Accepting Limitations

I have accepted I will never get frosting as flat as fondant, but the trade-off for taste is worth it.
I have accepted I will never get frosting as flat as fondant, but the trade-off for taste is worth it.

I knew when I started working from home as an almost-full-time writer that there would be difficulties. In fact, I outlined a number of them here. But the one thing I hadn’t thought much about was illness.

In fact, probably if you’d asked me, I would have said that one of the best things about working from home is that you don’t have to completely miss work when you’re sick. I mean, with a laptop you can type from anywhere – including your bed.

But thanks to the nasty cold I caught this week, I’ve come to realize this is also one of the worst things about working from home.

If I was working at a office, I’d call in sick, sleep around the clock, and hopefully be back at work after a day or two.

But, working from home, I can never escape the call of the computer. That niggling feeling, while I’m sacked out on the couch, that really, writing wouldn’t take that much more energy, so I should just get off my butt and get to work – even though I barely have the energy to make myself a cup of tea.

And when I do try and rest, I just end up wasting valuable energy stressing, and beating myself up over not working every minute of the day.

What makes it worse is that I do have a deadline hanging over me, getting closer by the day (as deadlines tend to do). That’s right, my still-a-secret-and-it’s-killing-me-not-being-able-to-share-it-with-you-guys-but-I-should-be-able-to-tell-you-soon project is due in less than a month.

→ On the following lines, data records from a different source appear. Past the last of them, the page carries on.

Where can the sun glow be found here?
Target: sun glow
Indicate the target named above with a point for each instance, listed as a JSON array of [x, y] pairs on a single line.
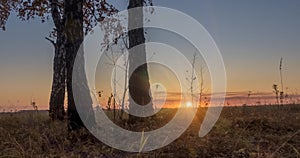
[[188, 104]]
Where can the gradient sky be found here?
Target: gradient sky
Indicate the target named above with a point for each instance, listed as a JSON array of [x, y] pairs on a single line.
[[251, 35]]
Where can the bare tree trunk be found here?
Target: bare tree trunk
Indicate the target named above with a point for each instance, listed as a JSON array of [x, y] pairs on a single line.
[[56, 109], [139, 85], [74, 38], [57, 98]]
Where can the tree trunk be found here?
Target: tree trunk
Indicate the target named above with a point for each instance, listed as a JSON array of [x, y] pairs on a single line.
[[139, 85], [57, 98], [74, 38]]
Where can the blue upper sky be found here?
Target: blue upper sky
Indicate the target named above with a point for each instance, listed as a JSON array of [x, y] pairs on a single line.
[[251, 35]]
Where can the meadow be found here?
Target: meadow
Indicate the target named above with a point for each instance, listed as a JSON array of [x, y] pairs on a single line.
[[254, 131]]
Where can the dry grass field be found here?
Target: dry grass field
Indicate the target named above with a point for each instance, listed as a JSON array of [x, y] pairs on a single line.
[[260, 131]]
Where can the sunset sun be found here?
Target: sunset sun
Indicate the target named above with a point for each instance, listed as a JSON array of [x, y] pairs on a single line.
[[188, 104]]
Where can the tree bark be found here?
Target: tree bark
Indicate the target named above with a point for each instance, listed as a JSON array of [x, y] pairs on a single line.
[[57, 98], [74, 38], [139, 85]]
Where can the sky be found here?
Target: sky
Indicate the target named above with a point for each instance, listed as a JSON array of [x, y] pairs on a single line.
[[252, 37]]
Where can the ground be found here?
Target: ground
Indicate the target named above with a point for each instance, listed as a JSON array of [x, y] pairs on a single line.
[[260, 131]]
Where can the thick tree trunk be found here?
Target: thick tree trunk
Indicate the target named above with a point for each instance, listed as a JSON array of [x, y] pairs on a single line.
[[56, 109], [74, 38], [57, 98], [139, 85]]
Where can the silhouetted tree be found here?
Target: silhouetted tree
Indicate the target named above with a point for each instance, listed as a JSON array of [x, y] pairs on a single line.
[[67, 39], [139, 85]]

But I’ve come to realize forcing myself to use up what little energy I have on work is just prolonging the recovery process. Instead of trying to find a work-health balance, I need to recognize my limitations, because right now I’m wasting more time working half-heartedly than if I just took the day off and came back full strength the next day. I need to walk away from the computer, spend a day sleeping, and get well ASAP, so I can put my all into my project. And if I have to work a bit harder over the next few weeks to make up for the time off, at least I’ll have the energy for it.

What about you? How do you deal with deadlines and sickness? Let me know in the comments.

And now, if you’ll excuse me, my couch and teapot are calling me.

Accentuate the Positive


Last week was a bad week for me. Work on my still-top-secret-but-I-promise-I-should-be-able-to-tell-you-soon project wasn’t going well. I was stressed, having trouble writing, and I actually had a few moments where I wondered if I should even be doing this at all. I felt like a fraud for calling myself a writer.

I had to take a step back from my work.

In fact, I ended up going back and re-reading a bunch of stuff I had been working on. It was the best thing I could have done.

Because it reminded me how much I love what I do. And how excited I am about the projects I’m working on. And that I really do have talent, despite what the monster of self-doubt keeps whispering in my ear.

So I decided to take action against my fears. I opened a folder on my computer and called it “You Can Do This.” Then I started copying things into the folder: an email from Bri raving about my work, a couple of positive rejections (just the good parts), and some killer lines I’ve written – even if they ended up cut in revision.

Now, every time I start to feel like I’m a fraud, I have somewhere to go for reinforcements. I can see all these good things and remember why I started doing this in the first place, and know that one set-back or bad day doesn’t mean I’m not capable.

Since then, I’ve checked in with a few writer-friends who are all at the same point in their careers as I am, and it turns out, many of them were feeling the same way. In fact, one of them coined a great phrase for it**. She called it Imposter Syndrome.

Somehow knowing others are going through this too made me feel better. And now that I’ve armed myself against the feeling, maybe I’ll be able to fight my way out of it faster next time it happens.

What about you? Have you ever felt like a writing fraud? Tell me about it in the comments.

**Note: Well, I thought my friend coined the term. Actually it’s a term used by psychologists, and it’s way more common than I knew. You can check out its wiki page here.